See examples in samples/shapes/train_shapes.ipynb
, samples/coco/coco.py
, samples/balloon/balloon.py
, and samples/nucleus/nucleus.py
.
This implementation follows the Mask RCNN paper for the most part, but there are a few cases where we deviated in favor of code simplicity and generalization. These are some of the differences we're aware of. If you encounter other differences, please do let us know.
-
Image Resizing: To support training multiple images per batch we resize all images to the same size. For example, 1024x1024px on MS COCO. We preserve the aspect ratio, so if an image is not square we pad it with zeros. In the paper the resizing is done such that the smallest side is 800px and the largest is trimmed at 1000px.
-
Bounding Boxes: Some datasets provide bounding boxes and some provide masks only. To support training on multiple datasets we opted to ignore the bounding boxes that come with the dataset and generate them on the fly instead. We pick the smallest box that encapsulates all the pixels of the mask as the bounding box. This simplifies the implementation and also makes it easy to apply image augmentations that would otherwise be harder to apply to bounding boxes, such as image rotation.
To validate this approach, we compared our computed bounding boxes to those provided by the COCO dataset. We found that ~2% of bounding boxes differed by 1px or more, ~0.05% differed by 5px or more, and only 0.01% differed by 10px or more.
-
Learning Rate: The paper uses a learning rate of 0.02, but we found that to be too high, and often causes the weights to explode, especially when using a small batch size. It might be related to differences between how Caffe and TensorFlow compute gradients (sum vs mean across batches and GPUs). Or, maybe the official model uses gradient clipping to avoid this issue. We do use gradient clipping, but don't set it too aggressively. We found that smaller learning rates converge faster anyway so we go with that.
Use this bibtex to cite this repository:
@misc{matterport_maskrcnn_2017,
title={Mask R-CNN for object detection and instance segmentation on Keras and TensorFlow},
author={Waleed Abdulla},
year={2017},
publisher={Github},
journal={GitHub repository},
howpublished={\url{https://github.com/matterport/Mask_RCNN}},
}
@INPROCEEDINGS{8237584,
author={He, Kaiming and Gkioxari, Georgia and Dollár, Piotr and Girshick, Ross},
booktitle={2017 IEEE International Conference on Computer Vision (ICCV)},
title={Mask R-CNN},
year={2017},
volume={},
number={},
pages={2980-2988},
doi={10.1109/ICCV.2017.322}}
Contributions to this repository are welcome. Examples of things you can contribute:
- Speed Improvements. Like re-writing some Python code in TensorFlow.

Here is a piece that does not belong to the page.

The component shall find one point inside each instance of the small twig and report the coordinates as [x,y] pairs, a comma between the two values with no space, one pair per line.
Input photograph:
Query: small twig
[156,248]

- Training on other datasets.
- Accuracy Improvements.
- Visualizations and examples.
- Update the TF-1 docker image to support TF-2 implementation
4K Video Demo by Karol Majek.
Images to OSM: Improve OpenStreetMap by adding baseball, soccer, tennis, football, and basketball fields.

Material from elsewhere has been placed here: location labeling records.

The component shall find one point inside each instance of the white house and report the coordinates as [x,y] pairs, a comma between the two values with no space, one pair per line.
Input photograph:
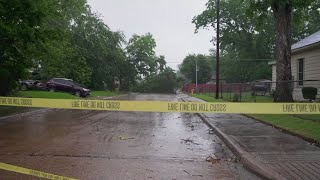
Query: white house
[305,65]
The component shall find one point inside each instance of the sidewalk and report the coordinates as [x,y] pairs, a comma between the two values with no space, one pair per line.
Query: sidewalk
[291,157]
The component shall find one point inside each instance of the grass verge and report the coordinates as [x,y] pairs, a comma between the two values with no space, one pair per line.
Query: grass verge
[305,126]
[8,110]
[103,93]
[46,94]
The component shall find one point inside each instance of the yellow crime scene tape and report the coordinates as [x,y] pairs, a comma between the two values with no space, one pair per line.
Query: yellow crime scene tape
[31,172]
[166,106]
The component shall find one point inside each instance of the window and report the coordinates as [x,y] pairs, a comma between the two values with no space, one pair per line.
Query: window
[300,71]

Splash of Color. A blog post explaining how to train this model from scratch and use it to implement a color splash effect.
Segmenting Nuclei in Microscopy Images. Built for the 2018 Data Science Bowl
Code is in the samples/nucleus
directory.
Detection and Segmentation for Surgery Robots by the NUS Control & Mechatronics Lab.
A proof of concept project by Esri, in collaboration with Nvidia and Miami-Dade County. Along with a great write up and code by Dmitry Kudinov, Daniel Hedges, and Omar Maher.
A project from Japan to automatically track cells in a microfluidics platform. Paper is pending, but the source code is released.
Research project to understand the complex processes between degradations in the Arctic and climate change. By Weixing Zhang, Chandi Witharana, Anna Liljedahl, and Mikhail Kanevskiy.
A computer vision class project by HU Shiyu to apply the color pop effect on people with beautiful results.